When working with a group of global executives from a wide variety of companies the other day, the conversation turned to their executive team meetings. Specifically, they were talking about their weekly executive team meetings being a waste of time.
Any executive knows it’s important to get their team together for regular meetings. The problem is that, like many of the meetings we’ve all attended, what is happening in those meetings is a poor use of that precious time together. If we want things to change, we have to change how we spend our time.
See if this sounds familiar. The team holds a 2-3 hour meeting every week. The vast majority of the time — 70%, 80%, maybe 90% — is spent focusing on status updates about what has already happened and on operational data that could just as easily be posted and read in a report. Often, many people have already heard the information in other meetings and this is being done for the CEO, VP or whomever the senior person in the room is. Or, the meeting is a mix of agenda items that were pulled together when the executive assistant sent out the weekly request for topics for the meeting. The topics are often pet projects someone wants to share or something the individual wants ‘some input on’.
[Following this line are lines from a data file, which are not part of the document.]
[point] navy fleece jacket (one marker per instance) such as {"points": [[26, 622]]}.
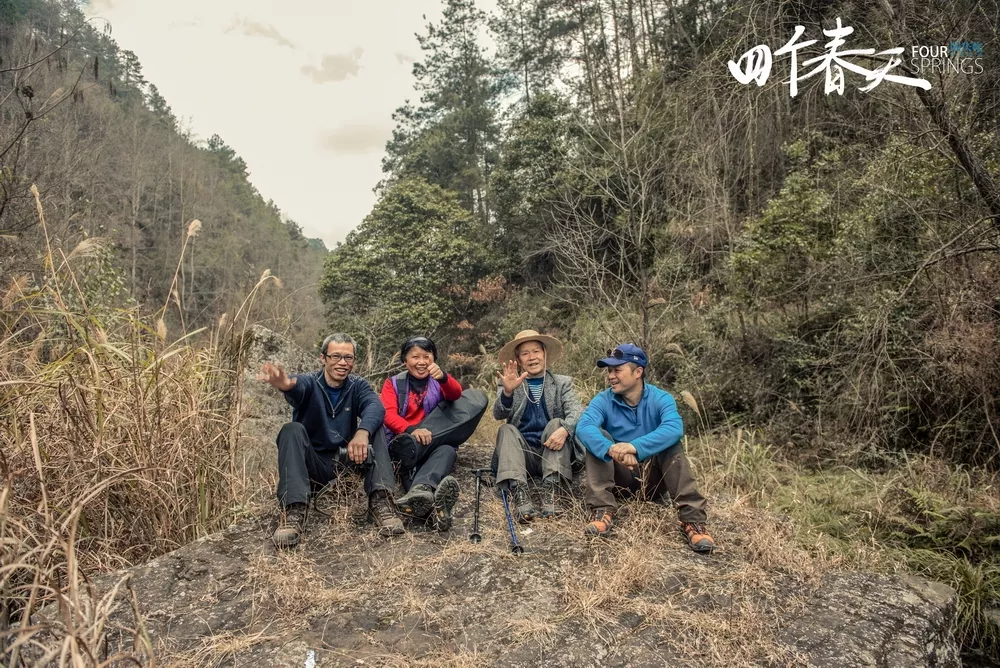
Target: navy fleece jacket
{"points": [[331, 427]]}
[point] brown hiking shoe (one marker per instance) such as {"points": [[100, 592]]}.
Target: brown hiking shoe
{"points": [[381, 512], [293, 518], [602, 522], [697, 536]]}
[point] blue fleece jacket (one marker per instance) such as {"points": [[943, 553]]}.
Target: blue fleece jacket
{"points": [[652, 426], [331, 427]]}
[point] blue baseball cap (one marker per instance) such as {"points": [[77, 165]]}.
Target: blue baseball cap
{"points": [[626, 352]]}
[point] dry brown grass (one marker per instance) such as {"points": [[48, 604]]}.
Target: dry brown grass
{"points": [[116, 446]]}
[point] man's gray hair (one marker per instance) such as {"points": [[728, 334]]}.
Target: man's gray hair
{"points": [[339, 337]]}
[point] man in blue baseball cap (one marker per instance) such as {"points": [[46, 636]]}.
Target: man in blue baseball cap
{"points": [[632, 433]]}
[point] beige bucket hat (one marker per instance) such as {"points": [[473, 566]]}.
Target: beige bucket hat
{"points": [[553, 348]]}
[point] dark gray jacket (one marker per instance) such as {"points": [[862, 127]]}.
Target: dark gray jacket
{"points": [[561, 401]]}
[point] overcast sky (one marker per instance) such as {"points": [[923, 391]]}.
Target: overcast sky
{"points": [[302, 90]]}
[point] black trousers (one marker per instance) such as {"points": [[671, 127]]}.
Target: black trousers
{"points": [[301, 470], [451, 423]]}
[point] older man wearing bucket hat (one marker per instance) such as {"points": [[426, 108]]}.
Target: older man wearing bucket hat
{"points": [[541, 409], [632, 432]]}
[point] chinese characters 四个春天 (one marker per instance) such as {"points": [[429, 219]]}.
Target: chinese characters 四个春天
{"points": [[755, 64]]}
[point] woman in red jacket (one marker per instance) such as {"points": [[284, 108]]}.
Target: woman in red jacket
{"points": [[427, 416]]}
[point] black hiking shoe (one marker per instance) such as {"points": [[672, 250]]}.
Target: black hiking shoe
{"points": [[445, 497], [551, 490], [381, 513], [418, 502], [524, 508], [293, 519]]}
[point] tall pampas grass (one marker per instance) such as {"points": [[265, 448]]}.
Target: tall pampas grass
{"points": [[117, 445]]}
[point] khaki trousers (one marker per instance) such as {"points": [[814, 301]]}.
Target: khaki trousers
{"points": [[516, 459], [663, 477]]}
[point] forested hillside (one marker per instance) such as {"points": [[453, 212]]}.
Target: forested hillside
{"points": [[814, 275], [114, 167], [823, 264]]}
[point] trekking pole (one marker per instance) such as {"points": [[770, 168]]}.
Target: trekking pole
{"points": [[515, 547], [475, 536]]}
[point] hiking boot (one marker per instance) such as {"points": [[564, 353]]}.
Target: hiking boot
{"points": [[289, 530], [602, 522], [418, 502], [380, 512], [697, 536], [524, 509], [551, 489], [445, 497]]}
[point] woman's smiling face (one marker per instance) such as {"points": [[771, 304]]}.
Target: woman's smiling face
{"points": [[418, 362]]}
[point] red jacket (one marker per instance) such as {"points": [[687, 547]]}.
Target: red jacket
{"points": [[451, 390]]}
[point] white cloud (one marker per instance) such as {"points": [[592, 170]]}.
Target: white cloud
{"points": [[335, 66], [255, 29], [356, 138]]}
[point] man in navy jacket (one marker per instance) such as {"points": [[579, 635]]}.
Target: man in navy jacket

Any discussion or problem-solving is focused on narrowly focused issues that may have short-term impact but in the grand scheme of things, really did not need everyone in the room’s input or perspective. A couple of people could have talked about it and made the decision what to do. The resulting decision could then be communicated to the larger group, if necessary.
Invariably, the agenda doesn’t get fully covered because the team ends up in a deep debate about one of the topics or gets into a drawn out discussion about implementation details that are best left to those whose job it is to implement. How can we get out of this meeting hell and use this very expensive time for effectively?
1. Focus on strategy. Establish separate meetings to deal with operational issues. Otherwise, operational issues will always dominate the meeting.
2. Focus on decisions not discussion. Any discussion should lead to a decision. Background information that is needed for the decision should be sent and read before the meeting.
3. Prioritize based on value and importance not just urgency. Sometimes an urgent issue needs to be addressed. If everything is on the agenda because of urgency, you’ve got a problem.
4. Create an agenda that drives the focus on strategy and decisions. Trash the ‘who has something for the agenda approach?’
5. Ask, ‘why should we be talking about this?’ about any topic that creeps onto the agenda. If it’s purely information sharing, write a report or create a dashboard. If it’s a decision better made elsewhere, get it off your agenda.